Far from sensational
The English language is full of so many odd rules and exceptions to the rules it’s a wonder first-graders get so much of it right without having taken an English class.
A common challenge is that meaning of certain words change depending on how they’re used.
Take the word “dope.” If you look at someone and say, “You’re a big dope,” you’re likely insulting them. However, if you look at someone and say, “Man, that gold chain you’re wearing looks so dope,” in current lingo you have just paid him or her a compliment.
“Sensational” is another one of those words that works more than one way.
Anyone who has been watching the NCAA Division I college basketball tournament has had plenty of opportunities to exclaim, “That game was sensational!” In that context it means amazing, outstanding, exciting, and electrifying.
We’ve had the word “sensational” directed at us this week, but with entirely opposite intent.
At least one reader we know of, and likely others we don’t, called us out for being “sensational” in our breaking news coverage about Peabody-Burns teacher Christopher Young and the allegations against him detailed in a court affidavit that led to eight felony charges for sexual misconduct involving two students.
In that reader’s case, “sensational” is the equivalent of scandalous, lurid, distorted, and farfetched. We suspect she believes we stepped over the line when we reported about photos of partially-nude teen-agers and a partially nude teacher showing up on their confiscated cell phones. We’re not reporting news, we’re being “sensational,” blowing things up just to cause a ruckus or try to defame someone.
Nothing could be further from the truth.
Peabody Police Chief Bruce Burke’s affidavit is 12 pages long. It describes in explicit detail the allegations of sexual misconduct that led to Young’s eight felony charges, as well as the extent of the investigation. We cringed often as we read through it.
Burke wrote 12 pages; our breaking news story would take up, at most, half of a typewritten page. Look closely and you’ll find that only four paragraphs of our article actually contain information from the affidavit. Most of the article is background material we’ve reported before, including support shown for Young when he appeared in court.
Twelve pages to choose from, and what we posted had just four paragraphs from all that? That’s not sensationalism, that’s responsible restraint.

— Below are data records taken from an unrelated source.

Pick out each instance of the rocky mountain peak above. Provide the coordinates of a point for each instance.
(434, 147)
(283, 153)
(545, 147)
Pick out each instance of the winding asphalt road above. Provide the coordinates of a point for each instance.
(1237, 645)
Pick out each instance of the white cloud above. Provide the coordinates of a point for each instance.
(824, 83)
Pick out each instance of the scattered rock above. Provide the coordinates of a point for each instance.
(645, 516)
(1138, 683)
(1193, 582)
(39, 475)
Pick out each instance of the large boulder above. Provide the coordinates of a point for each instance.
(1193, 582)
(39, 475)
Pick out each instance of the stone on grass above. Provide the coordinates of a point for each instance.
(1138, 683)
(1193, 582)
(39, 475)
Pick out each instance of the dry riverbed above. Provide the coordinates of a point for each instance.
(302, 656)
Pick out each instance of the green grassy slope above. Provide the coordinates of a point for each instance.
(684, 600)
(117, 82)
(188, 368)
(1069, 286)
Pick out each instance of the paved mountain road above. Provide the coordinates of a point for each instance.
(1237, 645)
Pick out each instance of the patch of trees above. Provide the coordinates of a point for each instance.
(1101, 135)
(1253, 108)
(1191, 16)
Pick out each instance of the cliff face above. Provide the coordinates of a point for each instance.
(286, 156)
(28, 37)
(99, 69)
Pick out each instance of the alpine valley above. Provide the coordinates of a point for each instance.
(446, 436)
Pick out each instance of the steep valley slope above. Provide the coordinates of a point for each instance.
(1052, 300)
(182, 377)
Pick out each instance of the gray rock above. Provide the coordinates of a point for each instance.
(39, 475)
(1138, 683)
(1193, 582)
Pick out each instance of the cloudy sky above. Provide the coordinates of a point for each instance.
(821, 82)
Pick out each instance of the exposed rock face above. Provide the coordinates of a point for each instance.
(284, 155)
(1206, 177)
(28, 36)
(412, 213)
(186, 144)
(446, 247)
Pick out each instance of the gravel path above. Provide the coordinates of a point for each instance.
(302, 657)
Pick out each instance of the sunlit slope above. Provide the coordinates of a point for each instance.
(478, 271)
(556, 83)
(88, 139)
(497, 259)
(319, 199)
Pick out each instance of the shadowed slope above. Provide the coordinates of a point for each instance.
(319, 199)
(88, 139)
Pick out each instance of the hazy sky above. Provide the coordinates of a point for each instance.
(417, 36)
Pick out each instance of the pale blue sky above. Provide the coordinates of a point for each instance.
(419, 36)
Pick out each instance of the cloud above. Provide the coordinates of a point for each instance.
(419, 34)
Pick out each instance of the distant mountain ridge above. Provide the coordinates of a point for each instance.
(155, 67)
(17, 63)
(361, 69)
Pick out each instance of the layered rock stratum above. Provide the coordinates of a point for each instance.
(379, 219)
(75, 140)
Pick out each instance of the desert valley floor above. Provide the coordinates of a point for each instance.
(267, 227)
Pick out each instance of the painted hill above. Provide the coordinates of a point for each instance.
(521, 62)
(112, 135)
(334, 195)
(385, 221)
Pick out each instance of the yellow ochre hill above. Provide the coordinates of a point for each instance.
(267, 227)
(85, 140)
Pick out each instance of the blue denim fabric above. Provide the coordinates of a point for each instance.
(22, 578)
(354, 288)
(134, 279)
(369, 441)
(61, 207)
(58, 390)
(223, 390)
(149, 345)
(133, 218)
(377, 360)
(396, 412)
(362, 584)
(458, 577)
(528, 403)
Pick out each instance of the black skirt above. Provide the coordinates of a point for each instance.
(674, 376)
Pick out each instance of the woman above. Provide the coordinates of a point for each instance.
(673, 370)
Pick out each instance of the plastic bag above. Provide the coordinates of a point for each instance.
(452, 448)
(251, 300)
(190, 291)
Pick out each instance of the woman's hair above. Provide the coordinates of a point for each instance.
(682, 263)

So why did we report on the partially-nude photos? Is that being sensational?
No, it’s being factual. The cell phone picture evidence came directly from the phones. All three were forensically analyzed and data retrieved by an independent Kansas Internet Crimes Against Children task force. No “he said, she said” — just an electronic record revealed by investigation.

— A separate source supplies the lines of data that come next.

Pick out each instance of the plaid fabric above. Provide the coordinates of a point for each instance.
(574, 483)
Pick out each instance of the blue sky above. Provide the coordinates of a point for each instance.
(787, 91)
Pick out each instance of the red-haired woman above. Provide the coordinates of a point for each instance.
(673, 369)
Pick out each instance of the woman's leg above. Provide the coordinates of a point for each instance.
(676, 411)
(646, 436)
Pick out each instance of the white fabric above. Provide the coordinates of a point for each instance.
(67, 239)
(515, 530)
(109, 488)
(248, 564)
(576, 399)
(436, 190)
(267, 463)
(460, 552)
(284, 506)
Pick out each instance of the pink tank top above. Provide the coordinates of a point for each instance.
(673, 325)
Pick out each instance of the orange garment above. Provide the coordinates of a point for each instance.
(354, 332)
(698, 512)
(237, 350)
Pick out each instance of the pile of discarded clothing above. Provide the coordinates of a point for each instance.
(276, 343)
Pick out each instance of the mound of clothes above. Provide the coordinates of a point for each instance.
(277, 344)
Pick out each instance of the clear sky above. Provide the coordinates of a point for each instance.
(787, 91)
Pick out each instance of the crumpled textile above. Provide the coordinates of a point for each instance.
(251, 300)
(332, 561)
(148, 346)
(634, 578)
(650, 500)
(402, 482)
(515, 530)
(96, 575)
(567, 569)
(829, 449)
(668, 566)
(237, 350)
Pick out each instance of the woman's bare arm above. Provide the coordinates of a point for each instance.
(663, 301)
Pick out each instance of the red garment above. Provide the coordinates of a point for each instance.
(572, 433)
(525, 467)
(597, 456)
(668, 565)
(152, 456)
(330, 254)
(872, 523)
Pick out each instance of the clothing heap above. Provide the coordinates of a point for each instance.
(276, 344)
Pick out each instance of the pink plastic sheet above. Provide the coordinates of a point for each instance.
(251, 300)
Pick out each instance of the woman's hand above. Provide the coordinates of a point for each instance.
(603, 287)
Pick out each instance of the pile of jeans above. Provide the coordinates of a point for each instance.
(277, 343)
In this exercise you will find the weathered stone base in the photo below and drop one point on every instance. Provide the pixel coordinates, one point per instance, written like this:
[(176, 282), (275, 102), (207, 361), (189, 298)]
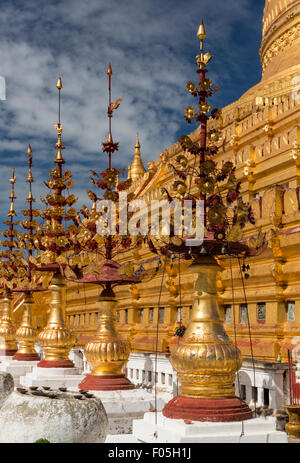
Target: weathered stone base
[(34, 357), (256, 430), (25, 418), (106, 383), (53, 377), (122, 407), (205, 409)]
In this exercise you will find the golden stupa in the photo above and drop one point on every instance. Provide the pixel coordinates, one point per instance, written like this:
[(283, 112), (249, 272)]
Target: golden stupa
[(260, 132)]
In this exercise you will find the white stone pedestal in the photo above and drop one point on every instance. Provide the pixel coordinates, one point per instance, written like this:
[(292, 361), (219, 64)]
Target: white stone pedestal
[(53, 377), (256, 430), (122, 407), (17, 368)]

The shock comes from something that blatantly conflicts with what we accept as appropriate behavior between teachers and students, no matter how one finds out about it.

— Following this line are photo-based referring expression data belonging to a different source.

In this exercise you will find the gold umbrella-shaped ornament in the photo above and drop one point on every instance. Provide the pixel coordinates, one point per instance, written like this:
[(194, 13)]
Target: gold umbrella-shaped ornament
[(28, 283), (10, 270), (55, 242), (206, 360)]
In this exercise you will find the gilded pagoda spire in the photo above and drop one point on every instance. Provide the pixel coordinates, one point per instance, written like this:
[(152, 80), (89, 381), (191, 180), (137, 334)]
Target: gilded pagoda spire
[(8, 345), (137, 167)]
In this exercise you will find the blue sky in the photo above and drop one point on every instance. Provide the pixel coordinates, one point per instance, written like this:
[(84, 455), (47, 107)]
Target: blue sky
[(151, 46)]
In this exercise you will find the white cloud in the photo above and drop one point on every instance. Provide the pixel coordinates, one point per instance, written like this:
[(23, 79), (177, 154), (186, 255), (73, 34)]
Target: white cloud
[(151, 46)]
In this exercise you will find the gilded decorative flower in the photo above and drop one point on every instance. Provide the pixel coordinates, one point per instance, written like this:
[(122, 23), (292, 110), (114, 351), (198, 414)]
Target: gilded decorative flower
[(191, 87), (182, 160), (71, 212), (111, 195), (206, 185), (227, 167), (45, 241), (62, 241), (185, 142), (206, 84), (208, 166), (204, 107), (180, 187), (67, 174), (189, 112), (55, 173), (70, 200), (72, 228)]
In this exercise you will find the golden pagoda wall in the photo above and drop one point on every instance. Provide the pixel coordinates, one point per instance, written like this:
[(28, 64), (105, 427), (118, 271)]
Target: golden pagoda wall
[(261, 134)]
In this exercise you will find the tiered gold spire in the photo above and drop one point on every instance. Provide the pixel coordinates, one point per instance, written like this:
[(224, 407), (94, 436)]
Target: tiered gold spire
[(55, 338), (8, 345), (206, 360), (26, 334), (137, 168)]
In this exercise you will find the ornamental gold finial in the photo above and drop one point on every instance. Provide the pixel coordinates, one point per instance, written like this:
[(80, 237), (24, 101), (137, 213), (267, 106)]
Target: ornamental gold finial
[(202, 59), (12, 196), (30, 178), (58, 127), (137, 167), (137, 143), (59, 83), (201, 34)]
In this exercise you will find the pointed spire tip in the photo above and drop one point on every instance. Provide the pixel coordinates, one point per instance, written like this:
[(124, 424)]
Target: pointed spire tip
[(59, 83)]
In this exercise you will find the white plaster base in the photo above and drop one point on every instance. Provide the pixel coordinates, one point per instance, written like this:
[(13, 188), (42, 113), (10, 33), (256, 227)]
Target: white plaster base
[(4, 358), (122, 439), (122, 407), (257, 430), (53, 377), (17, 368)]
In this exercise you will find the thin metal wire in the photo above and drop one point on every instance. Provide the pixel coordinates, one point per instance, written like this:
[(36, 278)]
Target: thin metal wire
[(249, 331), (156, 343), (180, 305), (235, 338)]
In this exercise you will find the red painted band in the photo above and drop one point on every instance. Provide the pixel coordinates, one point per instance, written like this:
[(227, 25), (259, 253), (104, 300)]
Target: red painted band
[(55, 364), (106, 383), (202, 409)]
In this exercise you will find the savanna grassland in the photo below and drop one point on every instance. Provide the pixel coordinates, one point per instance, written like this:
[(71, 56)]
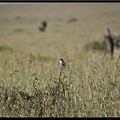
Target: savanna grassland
[(32, 82)]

From their first day attending school, children are taught to trust their teachers. Many children and parents wear looks of anxiety for days or weeks before becoming comfortable with this strange new arrangement.
The responsibility of teachers and schools is so great there’s even a legal term for it: in loco parentis. It means “in place of the parent.”
We trust teachers because we need to. Imagine how horrible it would be if we couldn’t trust them. Fortunately, the vast majority of teachers merit our trust.
But when a teacher is accused of doing things that take advantage of their relationships with students, whether sexual in nature or not, our trust is shaken.
Our responsibility as a news organization is to report responsibly on matters of community concern, and there’s no greater concern than the safety and well-being of our children.
By reporting on what we have, both online and in today’s expanded article elsewhere in this edition, we’re not being sensational at all.
We’re providing information most find distasteful because information can help keep children safe.
Sexting happens everywhere else, but not here, right? Reporting what we did wasn’t sensational, it was a wake-up call for parents who haven’t the slightest idea how kids are using their cell phones and computers. We hate to be the bearer of bad news, but you can be certain some of our kids are doing it with each other. It’s already happened here. Kids sometimes make stupid and harmful decisions. The value of monitoring their technology is a lesson to be learned from this.
Information is a prompt for schools to rethink how they monitor teacher-student relationships, and what to do when they suspect something inappropriate.
A few women speaking out about how they were sexually abused by men in the workplace released an empowering and healing torrent of such revelations that turned into the #metoo movement.
A newspaper writing responsibly but openly about a case alleging inappropriate sexual relationships between teachers and students might just have a similar effect for a student unwillingly involved in a similar situation.
We’re not being sensational. We don’t enjoy reporting on these sorts of things any more than you like finding out they’re there.
But the benefits for children, families, schools, and communities that can come from responsible open reporting of things many folks would like to remain hidden?
Those truly would be sensational. That’s why we’ll keep right on reporting.